Cast member Jennifer Kingsbury’s connection to Disneyland park goes back much further than her 15 years with the Walt Disney Travel Company. When her grandfather, U.S. Army Air Corps pilot, 1st Lt. Robert “Bud” Kingsbury, returned from World War II a hero after a harrowing rescue, he worked as a pipe fitter during the construction of Disneyland park in the 1950s.  

“Walt Disney let all of these people who helped build Disneyland in on July 16 for a ‘test run,’” Jennifer shares of stories she’s heard about the day before the park’s official July 17, 1955, grand opening. “My grandpa, my grandma, my dad at age 7 and my aunt, they got to go into the park and went on the boat with Walt and Fess Parker and do all these amazing things… So, for me, that’s our Disney anniversary — July 16.”

Today, her late “Grandpa Bud” serves as an inspiration to Jennifer in her work as a reservation agent and a member of the resort’s Business Employee Resource Groups (BERGs) WIN, where she advocates for women, and SALUTE, in which she helps advocate for veterans and active-duty members of the U.S. Armed Services. Jennifer also pays tribute to her grandfather’s remarkable military legacy through an Orange County nonprofit called Bud’s Odyssey Foundation, which helps veterans and first responders with PTSD. During the war, Bud’s B-17 bomber was shot down over the Mediterranean Sea in 1943. After swimming for 30 hours, he reached the shore, nearly unconscious, and was rescued by three Italian girls. Some time later, he was captured and spent 22 months in a German prisoner of war camp. His story was told in the 2018 documentary, “Bud’s Odyssey,” by Mark Kirkland, a director on “The Simpsons.”

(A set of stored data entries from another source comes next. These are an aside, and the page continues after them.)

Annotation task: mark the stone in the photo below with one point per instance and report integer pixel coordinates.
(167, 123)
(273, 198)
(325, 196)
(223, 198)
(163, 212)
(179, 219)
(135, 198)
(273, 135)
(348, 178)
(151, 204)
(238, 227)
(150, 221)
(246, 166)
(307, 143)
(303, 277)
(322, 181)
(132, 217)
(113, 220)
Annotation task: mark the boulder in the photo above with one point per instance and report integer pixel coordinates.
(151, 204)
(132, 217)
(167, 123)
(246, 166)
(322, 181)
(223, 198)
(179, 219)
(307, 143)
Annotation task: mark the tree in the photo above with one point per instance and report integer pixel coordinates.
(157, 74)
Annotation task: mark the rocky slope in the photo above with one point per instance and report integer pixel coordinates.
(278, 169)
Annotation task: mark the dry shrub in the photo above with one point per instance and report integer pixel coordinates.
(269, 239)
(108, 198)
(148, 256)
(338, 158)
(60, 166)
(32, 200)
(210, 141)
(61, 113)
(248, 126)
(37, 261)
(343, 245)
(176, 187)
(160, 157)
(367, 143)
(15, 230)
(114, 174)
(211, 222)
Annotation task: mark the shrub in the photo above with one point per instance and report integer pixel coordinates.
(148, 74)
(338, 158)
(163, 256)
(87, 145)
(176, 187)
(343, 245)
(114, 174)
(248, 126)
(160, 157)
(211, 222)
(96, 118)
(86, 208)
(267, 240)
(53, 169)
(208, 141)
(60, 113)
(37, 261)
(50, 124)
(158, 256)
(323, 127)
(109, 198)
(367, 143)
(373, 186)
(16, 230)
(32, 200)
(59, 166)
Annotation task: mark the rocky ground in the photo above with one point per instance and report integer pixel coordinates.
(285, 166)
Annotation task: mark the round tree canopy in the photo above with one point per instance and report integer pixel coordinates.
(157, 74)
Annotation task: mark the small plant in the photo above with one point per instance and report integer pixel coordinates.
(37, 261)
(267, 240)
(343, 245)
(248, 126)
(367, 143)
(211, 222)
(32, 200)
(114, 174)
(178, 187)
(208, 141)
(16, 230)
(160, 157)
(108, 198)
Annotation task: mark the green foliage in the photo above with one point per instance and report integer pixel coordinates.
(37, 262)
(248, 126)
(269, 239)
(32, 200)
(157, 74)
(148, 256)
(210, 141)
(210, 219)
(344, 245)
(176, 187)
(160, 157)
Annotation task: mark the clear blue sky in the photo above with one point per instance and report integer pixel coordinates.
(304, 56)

U.S. Army Air Corps pilot, 1st Lt. Robert “Bud” Kingsbury
Bud Kingsbury holds photo of himself as a young soldier in the Army Air Corps. Photographer: Mark Kirkland

“If I’m ever having a bad day, I think about Grandpa Bud in the ocean with sharks chasing after him and I go, ‘OK, I can do this,’ because I realize the true courage of conviction he had,” Jennifer said. “He kept swimming because my grandma and his daughter were waiting at home for him. He knew he had to live.”

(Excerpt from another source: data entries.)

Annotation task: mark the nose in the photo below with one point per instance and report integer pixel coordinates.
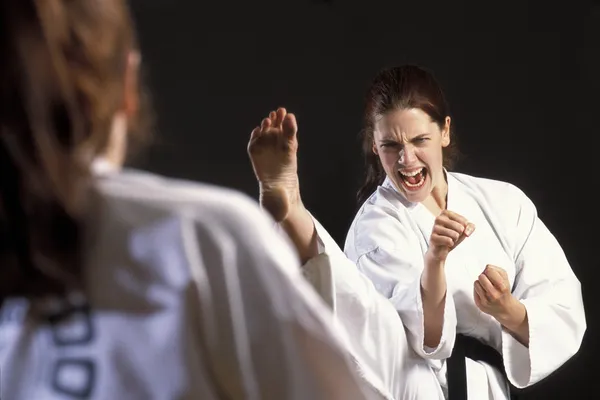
(407, 156)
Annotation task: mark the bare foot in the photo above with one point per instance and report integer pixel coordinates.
(272, 150)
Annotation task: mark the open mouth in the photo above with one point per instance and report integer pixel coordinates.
(413, 180)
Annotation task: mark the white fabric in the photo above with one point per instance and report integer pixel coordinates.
(192, 295)
(375, 334)
(387, 242)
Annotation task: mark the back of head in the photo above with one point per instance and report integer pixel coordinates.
(61, 82)
(399, 88)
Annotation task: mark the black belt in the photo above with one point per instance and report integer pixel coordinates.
(466, 346)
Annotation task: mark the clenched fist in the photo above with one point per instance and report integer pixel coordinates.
(449, 230)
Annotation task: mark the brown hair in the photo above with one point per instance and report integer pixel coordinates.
(62, 80)
(398, 88)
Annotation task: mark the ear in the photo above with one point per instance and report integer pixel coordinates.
(446, 133)
(131, 99)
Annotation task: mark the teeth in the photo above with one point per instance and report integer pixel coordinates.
(411, 173)
(416, 184)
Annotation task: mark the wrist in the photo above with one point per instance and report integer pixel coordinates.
(515, 315)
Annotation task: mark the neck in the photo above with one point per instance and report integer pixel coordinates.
(439, 195)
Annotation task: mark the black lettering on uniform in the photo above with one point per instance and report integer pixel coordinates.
(74, 377)
(78, 327)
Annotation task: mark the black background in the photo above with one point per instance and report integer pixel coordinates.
(522, 79)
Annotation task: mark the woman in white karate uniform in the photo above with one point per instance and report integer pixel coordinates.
(373, 332)
(124, 285)
(416, 239)
(457, 254)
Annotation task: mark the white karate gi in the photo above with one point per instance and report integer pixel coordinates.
(389, 237)
(191, 295)
(374, 332)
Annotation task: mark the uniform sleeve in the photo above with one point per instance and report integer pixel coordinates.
(551, 293)
(390, 256)
(375, 333)
(264, 332)
(399, 277)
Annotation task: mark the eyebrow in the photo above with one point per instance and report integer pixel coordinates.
(390, 139)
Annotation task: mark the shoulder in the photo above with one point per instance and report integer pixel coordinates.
(176, 196)
(383, 221)
(502, 197)
(140, 198)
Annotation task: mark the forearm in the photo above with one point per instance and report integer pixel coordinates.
(300, 228)
(433, 293)
(516, 322)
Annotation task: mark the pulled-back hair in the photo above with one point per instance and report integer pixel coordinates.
(399, 88)
(62, 80)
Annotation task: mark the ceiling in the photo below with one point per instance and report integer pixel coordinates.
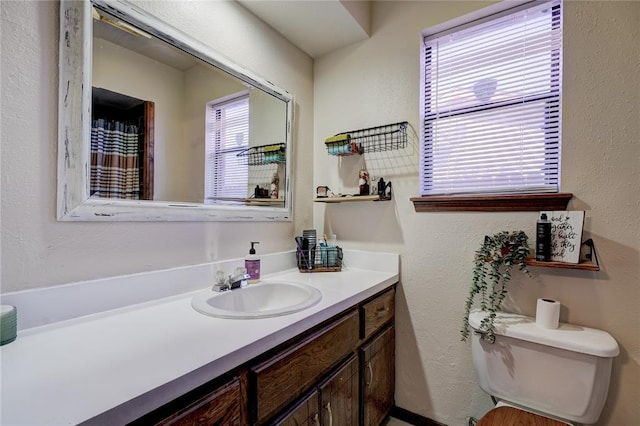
(316, 27)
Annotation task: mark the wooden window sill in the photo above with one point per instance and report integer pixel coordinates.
(493, 203)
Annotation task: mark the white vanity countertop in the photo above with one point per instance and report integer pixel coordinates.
(111, 367)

As we celebrate Veterans Day this week, Jennifer said she’s proud of the role Disney has played in the lives of many veterans both during and after their service. 

“There are so many military members that return from their service, and they have their own battle wounds, whether they’re internal or external, and I know Disney has given them such a good home,” Jennifer said. “They’re so good at what they do, and putting that into being a cast member is so powerful, so I just love being part of a company that gives that to our service people.”

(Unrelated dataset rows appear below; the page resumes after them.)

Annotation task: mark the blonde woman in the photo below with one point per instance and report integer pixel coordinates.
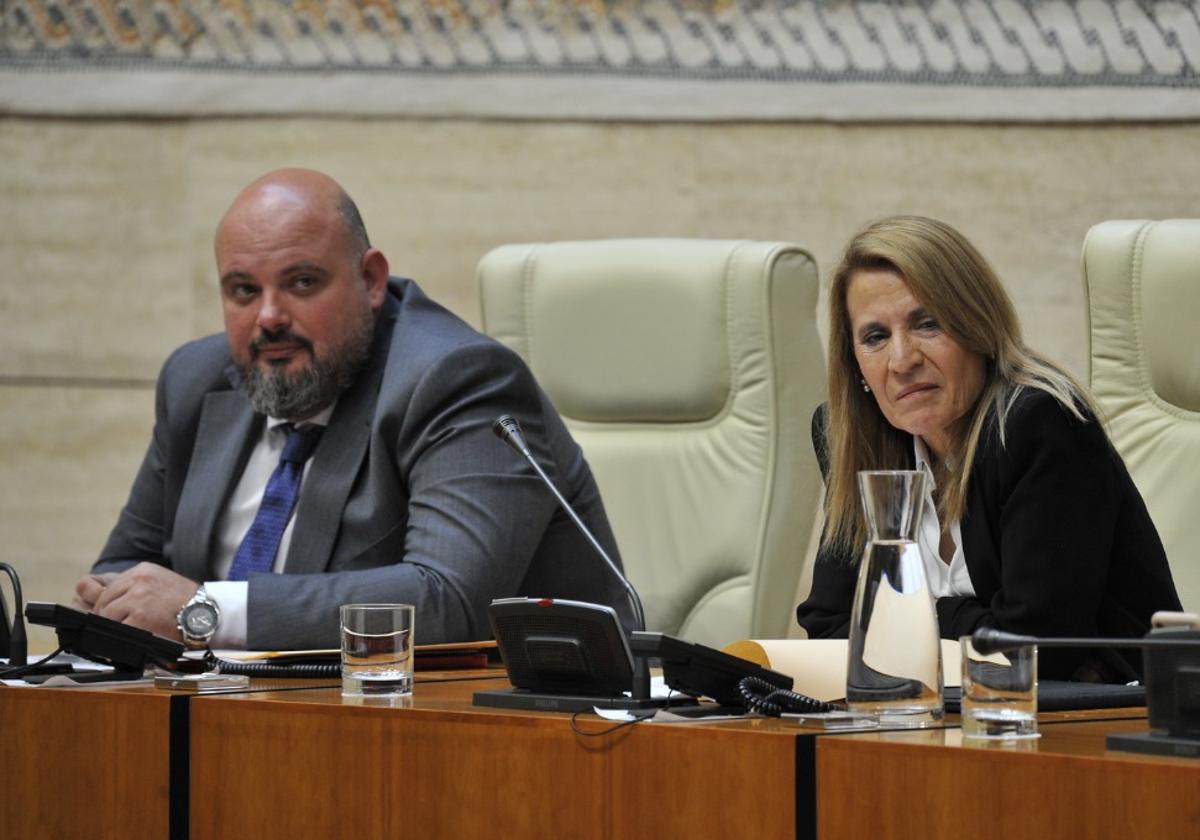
(1032, 523)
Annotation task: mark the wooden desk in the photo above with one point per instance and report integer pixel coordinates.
(84, 763)
(102, 762)
(309, 765)
(297, 762)
(936, 784)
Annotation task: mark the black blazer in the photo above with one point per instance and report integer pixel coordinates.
(1056, 538)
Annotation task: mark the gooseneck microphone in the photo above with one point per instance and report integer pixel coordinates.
(989, 640)
(18, 648)
(509, 431)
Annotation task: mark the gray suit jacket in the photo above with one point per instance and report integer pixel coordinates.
(409, 497)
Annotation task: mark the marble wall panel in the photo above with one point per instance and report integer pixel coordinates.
(91, 245)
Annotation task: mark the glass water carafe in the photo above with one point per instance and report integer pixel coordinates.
(895, 655)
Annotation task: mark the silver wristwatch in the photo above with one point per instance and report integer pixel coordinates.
(198, 619)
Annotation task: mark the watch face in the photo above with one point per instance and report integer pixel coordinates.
(199, 621)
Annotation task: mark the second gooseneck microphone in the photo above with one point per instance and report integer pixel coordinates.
(509, 431)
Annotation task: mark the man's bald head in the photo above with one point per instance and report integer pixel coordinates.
(292, 192)
(300, 287)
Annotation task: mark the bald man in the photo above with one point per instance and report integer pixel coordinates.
(406, 497)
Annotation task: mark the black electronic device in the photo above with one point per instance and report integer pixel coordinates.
(13, 642)
(562, 655)
(5, 628)
(127, 649)
(1171, 665)
(701, 671)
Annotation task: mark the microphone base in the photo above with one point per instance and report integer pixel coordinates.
(1155, 743)
(540, 701)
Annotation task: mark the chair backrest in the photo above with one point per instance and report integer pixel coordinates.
(688, 371)
(1143, 286)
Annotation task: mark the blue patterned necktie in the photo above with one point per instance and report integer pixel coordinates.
(262, 541)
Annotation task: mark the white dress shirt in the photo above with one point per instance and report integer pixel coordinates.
(235, 521)
(943, 580)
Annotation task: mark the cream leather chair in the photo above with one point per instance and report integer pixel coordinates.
(1143, 286)
(688, 371)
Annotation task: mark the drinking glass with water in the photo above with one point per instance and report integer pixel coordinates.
(377, 649)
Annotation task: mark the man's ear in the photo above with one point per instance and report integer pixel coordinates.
(375, 275)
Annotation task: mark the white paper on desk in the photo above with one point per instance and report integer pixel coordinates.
(64, 681)
(817, 666)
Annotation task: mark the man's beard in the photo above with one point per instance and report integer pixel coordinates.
(299, 395)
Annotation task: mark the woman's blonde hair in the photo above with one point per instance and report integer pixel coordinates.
(959, 289)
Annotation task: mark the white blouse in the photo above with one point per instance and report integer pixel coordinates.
(943, 580)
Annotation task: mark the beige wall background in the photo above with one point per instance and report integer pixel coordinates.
(106, 228)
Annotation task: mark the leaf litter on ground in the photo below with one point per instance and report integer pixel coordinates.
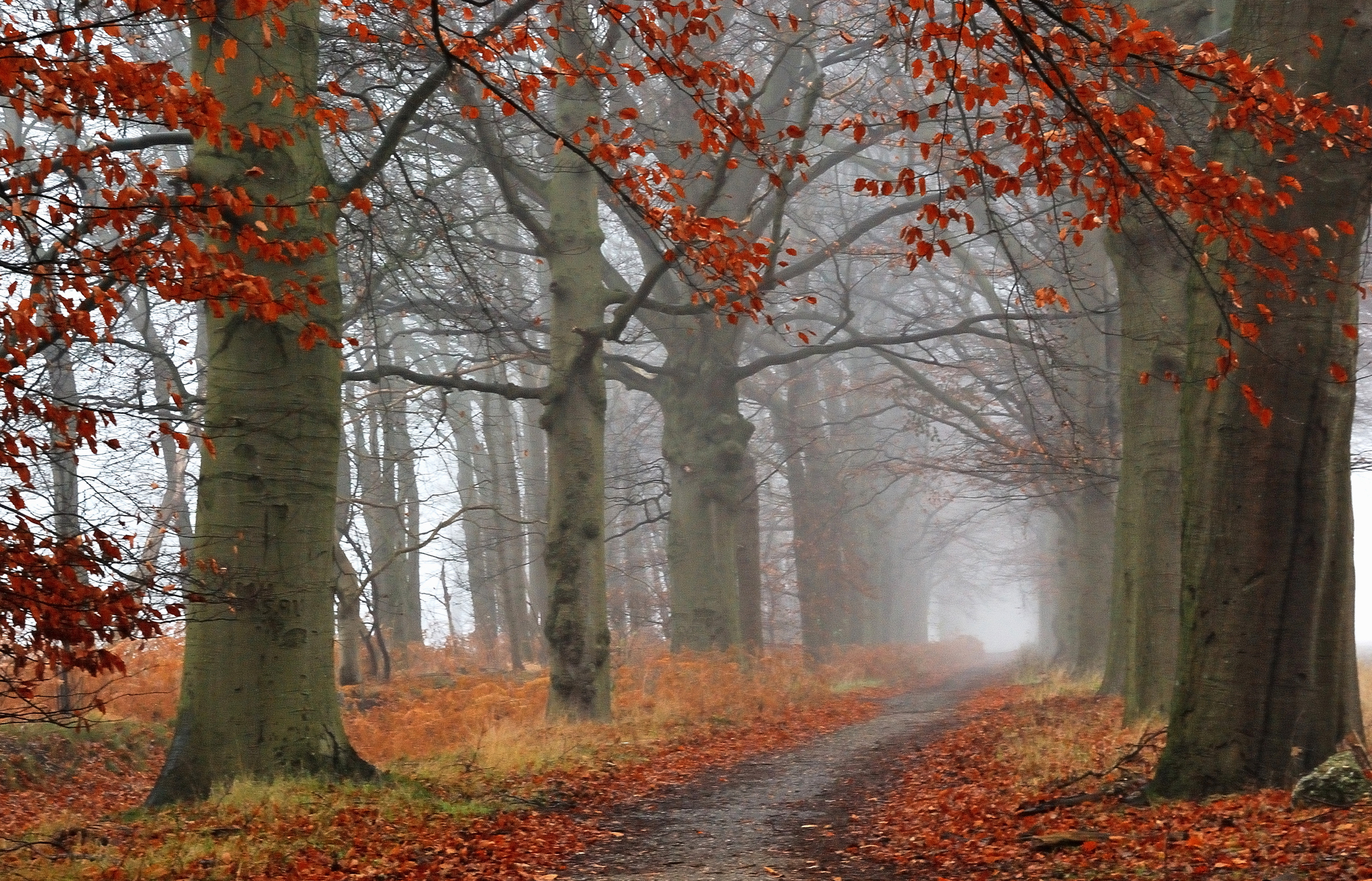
(959, 811)
(478, 787)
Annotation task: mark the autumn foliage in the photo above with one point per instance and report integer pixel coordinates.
(954, 815)
(482, 788)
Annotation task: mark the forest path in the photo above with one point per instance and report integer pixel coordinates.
(782, 814)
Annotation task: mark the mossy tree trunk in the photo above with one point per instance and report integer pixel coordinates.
(1267, 670)
(574, 417)
(257, 695)
(1152, 267)
(1153, 258)
(706, 445)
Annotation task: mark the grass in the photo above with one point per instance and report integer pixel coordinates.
(460, 750)
(34, 755)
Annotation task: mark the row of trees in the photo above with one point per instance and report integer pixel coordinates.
(869, 265)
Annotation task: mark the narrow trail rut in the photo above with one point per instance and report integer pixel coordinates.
(781, 814)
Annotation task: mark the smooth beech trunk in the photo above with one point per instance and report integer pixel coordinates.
(1152, 267)
(706, 445)
(748, 559)
(257, 695)
(574, 417)
(1267, 670)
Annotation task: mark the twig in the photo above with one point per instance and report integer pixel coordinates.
(1146, 741)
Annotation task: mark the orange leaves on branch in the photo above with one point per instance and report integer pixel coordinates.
(1264, 414)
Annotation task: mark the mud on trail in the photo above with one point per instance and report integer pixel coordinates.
(780, 814)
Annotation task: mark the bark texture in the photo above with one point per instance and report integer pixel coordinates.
(1153, 258)
(257, 695)
(574, 416)
(1267, 668)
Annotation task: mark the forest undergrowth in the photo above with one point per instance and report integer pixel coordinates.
(1042, 781)
(477, 785)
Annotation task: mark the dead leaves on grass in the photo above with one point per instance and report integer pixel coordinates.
(954, 815)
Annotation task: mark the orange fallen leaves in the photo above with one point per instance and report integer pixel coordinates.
(678, 714)
(954, 813)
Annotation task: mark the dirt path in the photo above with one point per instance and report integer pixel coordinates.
(781, 814)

In her own role helping guests make vacation plans, Jennifer also taps into her family connection to the park’s heritage. 

“I get a lot of people from the East Coast who want to go to Disneyland, so for me, it’s always like, ‘You’ve got to go on the Walk in Walt’s Footsteps Tour and really see where the magic began,’” Jennifer said. “This is where Walt walked, and I can’t help but think, ‘This is where my grandpa walked.’ I mean, this is where my Disney story started.”